Полил дождь. Подошли двое полицейских, и Мюффа должен был отойти от двери, где он укрылся. Когда они скрылись в Прованской улице, он вернулся, весь мокрый и дрожащий. Яркая полоса все еще перерезала окно. Он собирался уже уйти, как вдруг мелькнула чья-то тень; он подумал, что ошибся, настолько это было мимолетно. Но одно за другим замелькали теневые пятна, в комнате поднялась какая-то суматоха. Прикованный снова к тротуару, он испытывал ощущение нестерпимого жжения в желудке и теперь ждал, чтобы понять, в чем дело.

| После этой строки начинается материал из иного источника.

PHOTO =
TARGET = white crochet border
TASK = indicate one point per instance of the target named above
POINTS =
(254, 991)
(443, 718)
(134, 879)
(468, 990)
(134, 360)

Мелькали профили рук и ног, путешествовала огромная рука и с нею — силуэт кувшина для воды. Мюффа не мог ничего ясно различить, но ему казалось, что он узнает знакомый шиньон. И граф вступил в спор сам с собою: как будто прическа Сабины, только затылок не ее — она худее. В эту минуту граф ничего не знал, он больше уж не мог выдержать напряжения. Он испытывал такую невыносимо жгучую боль внутри и такое отчаяние от ужаса неизвестности, что прижался к двери, чтобы успокоиться, и дрожал, как нищий. Но все же он не мог оторвать глаз от окна, его гнев растворился, и в воображении вырос моралист: он увидел себя депутатом, он говорил перед лицом собрания, метал громы и молнии против разврата, предвещал катастрофы; он вновь переживал статью Фошри о ядовитой мухе, он выступал, заявляя, что общество не может существовать при таком падении нравов. Ему стало легче. Тем временем тени исчезли. Видно, любовники снова улеглись в постель. Он продолжал смотреть на окно, ожидая чего-то.